In contrast, I reveal changing landscapes of political logics and political favoritism. This reinforces my theory of institutional congruence because the legacy of the precolonial past is dependent on formal institutional arrangements. It is only when formal and informal institutional boundaries are congruent that we see an effect on precolonial statehood. This results in a striking ability of precolonial geography to shape outcomes in the present, but this is not the result of a uniform or uninterrupted process. In this way, my argument can be read as a response to the recent tendency to pretermit decades, if not centuries, of history within the historical renaissance sweeping development economics and political science. In rural West Africa, historical antecedents matter, but without understanding when and for how long leaves us vulnerable to assuming improbable causes. This pushes forward debates on institutional persistence by specifying clear mechanisms of persistence, as called for by Nunn (Reference Nunn2009), while remaining sensitive to how plausible those mechanisms are at different points in time.
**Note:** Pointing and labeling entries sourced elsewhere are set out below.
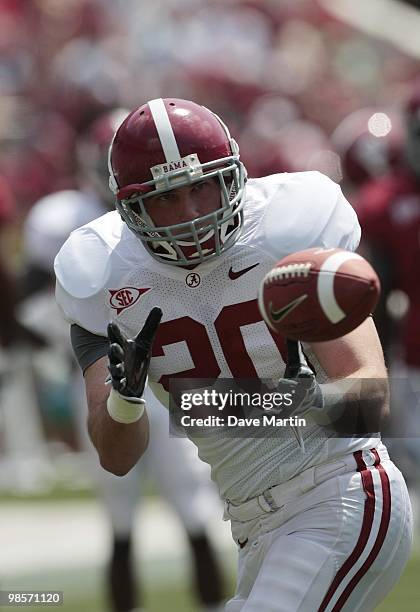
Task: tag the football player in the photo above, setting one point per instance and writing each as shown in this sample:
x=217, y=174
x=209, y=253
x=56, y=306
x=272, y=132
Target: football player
x=182, y=480
x=166, y=286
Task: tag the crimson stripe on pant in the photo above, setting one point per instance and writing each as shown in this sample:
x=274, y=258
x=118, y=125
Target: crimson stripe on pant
x=368, y=516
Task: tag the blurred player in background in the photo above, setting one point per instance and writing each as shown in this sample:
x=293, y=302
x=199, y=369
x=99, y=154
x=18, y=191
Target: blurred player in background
x=389, y=212
x=321, y=522
x=181, y=478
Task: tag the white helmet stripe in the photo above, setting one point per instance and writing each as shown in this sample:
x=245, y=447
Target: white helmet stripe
x=164, y=129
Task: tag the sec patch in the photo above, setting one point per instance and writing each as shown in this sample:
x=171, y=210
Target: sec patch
x=125, y=297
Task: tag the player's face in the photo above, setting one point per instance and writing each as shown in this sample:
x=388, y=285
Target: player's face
x=183, y=203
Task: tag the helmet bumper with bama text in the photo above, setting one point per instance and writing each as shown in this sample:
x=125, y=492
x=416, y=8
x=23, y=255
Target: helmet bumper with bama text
x=170, y=143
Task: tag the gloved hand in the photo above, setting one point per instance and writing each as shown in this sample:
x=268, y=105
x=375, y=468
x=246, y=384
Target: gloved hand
x=129, y=358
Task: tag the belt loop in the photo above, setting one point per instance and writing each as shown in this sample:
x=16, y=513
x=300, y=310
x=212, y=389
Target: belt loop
x=307, y=479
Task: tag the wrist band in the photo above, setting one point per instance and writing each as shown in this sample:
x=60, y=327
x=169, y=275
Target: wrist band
x=125, y=410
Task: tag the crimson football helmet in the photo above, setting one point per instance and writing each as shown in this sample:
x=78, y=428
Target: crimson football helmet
x=171, y=143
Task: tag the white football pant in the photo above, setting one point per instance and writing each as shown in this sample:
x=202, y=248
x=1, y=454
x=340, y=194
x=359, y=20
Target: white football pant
x=341, y=545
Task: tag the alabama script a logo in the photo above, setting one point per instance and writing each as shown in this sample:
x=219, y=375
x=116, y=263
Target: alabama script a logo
x=124, y=298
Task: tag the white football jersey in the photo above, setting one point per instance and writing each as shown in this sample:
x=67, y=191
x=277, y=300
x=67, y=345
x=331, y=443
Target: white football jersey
x=211, y=325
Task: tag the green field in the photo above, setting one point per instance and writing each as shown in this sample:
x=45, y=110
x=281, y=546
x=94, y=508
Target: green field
x=175, y=597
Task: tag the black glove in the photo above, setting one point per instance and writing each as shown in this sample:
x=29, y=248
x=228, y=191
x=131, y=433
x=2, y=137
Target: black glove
x=300, y=382
x=129, y=358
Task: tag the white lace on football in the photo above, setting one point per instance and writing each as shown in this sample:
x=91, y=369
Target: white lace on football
x=289, y=271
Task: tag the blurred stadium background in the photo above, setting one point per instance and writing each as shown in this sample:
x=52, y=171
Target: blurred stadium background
x=297, y=81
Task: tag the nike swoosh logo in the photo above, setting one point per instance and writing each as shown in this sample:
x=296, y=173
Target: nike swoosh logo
x=281, y=313
x=234, y=275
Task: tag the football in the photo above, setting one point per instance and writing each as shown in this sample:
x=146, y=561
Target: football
x=318, y=294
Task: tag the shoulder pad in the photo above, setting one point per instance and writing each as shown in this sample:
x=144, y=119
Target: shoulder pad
x=82, y=266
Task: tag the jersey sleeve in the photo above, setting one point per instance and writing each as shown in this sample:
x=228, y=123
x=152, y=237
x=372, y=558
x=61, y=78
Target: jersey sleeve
x=308, y=210
x=82, y=269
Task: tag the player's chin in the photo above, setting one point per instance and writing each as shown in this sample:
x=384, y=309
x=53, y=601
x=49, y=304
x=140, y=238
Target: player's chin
x=192, y=252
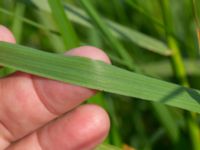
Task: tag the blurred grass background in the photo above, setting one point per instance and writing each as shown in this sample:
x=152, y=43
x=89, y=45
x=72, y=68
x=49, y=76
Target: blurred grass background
x=157, y=38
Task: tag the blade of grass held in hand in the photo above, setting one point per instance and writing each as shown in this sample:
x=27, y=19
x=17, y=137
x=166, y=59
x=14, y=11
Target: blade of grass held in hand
x=97, y=75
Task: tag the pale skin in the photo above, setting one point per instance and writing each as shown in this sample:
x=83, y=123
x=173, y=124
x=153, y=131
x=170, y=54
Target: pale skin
x=42, y=114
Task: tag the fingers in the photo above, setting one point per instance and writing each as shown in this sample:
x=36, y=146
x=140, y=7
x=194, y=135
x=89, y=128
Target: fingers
x=59, y=97
x=29, y=102
x=83, y=128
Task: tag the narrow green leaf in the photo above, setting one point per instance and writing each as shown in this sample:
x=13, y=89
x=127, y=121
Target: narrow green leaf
x=107, y=147
x=97, y=75
x=100, y=24
x=77, y=15
x=66, y=29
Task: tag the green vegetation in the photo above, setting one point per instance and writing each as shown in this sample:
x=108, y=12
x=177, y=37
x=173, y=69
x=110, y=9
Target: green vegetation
x=150, y=43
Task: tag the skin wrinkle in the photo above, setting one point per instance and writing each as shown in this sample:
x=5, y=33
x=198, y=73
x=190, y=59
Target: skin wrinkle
x=52, y=111
x=27, y=114
x=22, y=106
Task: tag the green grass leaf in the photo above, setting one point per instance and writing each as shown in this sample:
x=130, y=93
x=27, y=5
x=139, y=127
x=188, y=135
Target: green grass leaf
x=66, y=29
x=97, y=75
x=77, y=15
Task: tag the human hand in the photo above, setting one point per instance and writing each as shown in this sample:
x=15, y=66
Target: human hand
x=40, y=114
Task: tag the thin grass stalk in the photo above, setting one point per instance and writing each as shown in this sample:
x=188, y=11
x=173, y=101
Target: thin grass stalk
x=64, y=25
x=179, y=70
x=101, y=25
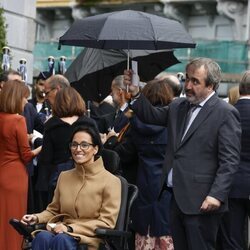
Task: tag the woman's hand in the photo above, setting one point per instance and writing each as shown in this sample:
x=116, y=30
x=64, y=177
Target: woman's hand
x=57, y=228
x=29, y=219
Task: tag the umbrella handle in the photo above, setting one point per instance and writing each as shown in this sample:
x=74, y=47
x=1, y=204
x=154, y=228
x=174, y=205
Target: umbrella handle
x=127, y=88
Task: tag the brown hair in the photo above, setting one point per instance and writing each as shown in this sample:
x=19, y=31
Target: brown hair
x=68, y=102
x=233, y=95
x=158, y=92
x=244, y=88
x=11, y=96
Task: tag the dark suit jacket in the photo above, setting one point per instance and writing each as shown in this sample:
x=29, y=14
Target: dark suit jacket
x=241, y=184
x=205, y=161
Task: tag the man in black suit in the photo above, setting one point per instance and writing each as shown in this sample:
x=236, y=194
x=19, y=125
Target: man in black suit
x=234, y=222
x=202, y=153
x=116, y=120
x=38, y=100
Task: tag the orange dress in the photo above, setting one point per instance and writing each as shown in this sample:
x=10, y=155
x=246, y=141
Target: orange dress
x=15, y=153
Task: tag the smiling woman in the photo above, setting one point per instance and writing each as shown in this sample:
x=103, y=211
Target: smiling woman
x=15, y=153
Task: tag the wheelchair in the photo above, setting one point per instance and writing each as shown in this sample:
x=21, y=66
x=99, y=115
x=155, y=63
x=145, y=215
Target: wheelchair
x=112, y=239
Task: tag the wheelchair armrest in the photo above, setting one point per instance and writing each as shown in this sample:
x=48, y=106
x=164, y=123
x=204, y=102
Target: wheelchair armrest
x=25, y=230
x=107, y=233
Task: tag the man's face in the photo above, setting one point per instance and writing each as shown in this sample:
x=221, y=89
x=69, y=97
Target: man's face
x=50, y=93
x=195, y=86
x=116, y=94
x=12, y=77
x=40, y=88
The second argument advanced in this chapter is that not all legacies persist with equal robustness to the present. Studying what fades away can be as intellectually useful as studying what persists. In the face of mounting evidence that important subnational trajectories exist in developing countries and that they can be explained by the distant past, it is imperative that we take seriously how these processes actually work themselves out over time. Scholars have been quick to highlight the need to disaggregate by type of public good or across countries.Footnote 70 By demonstrating the value of unpacking temporal process, this chapter suggests that we must also take seriously who makes these decisions and when.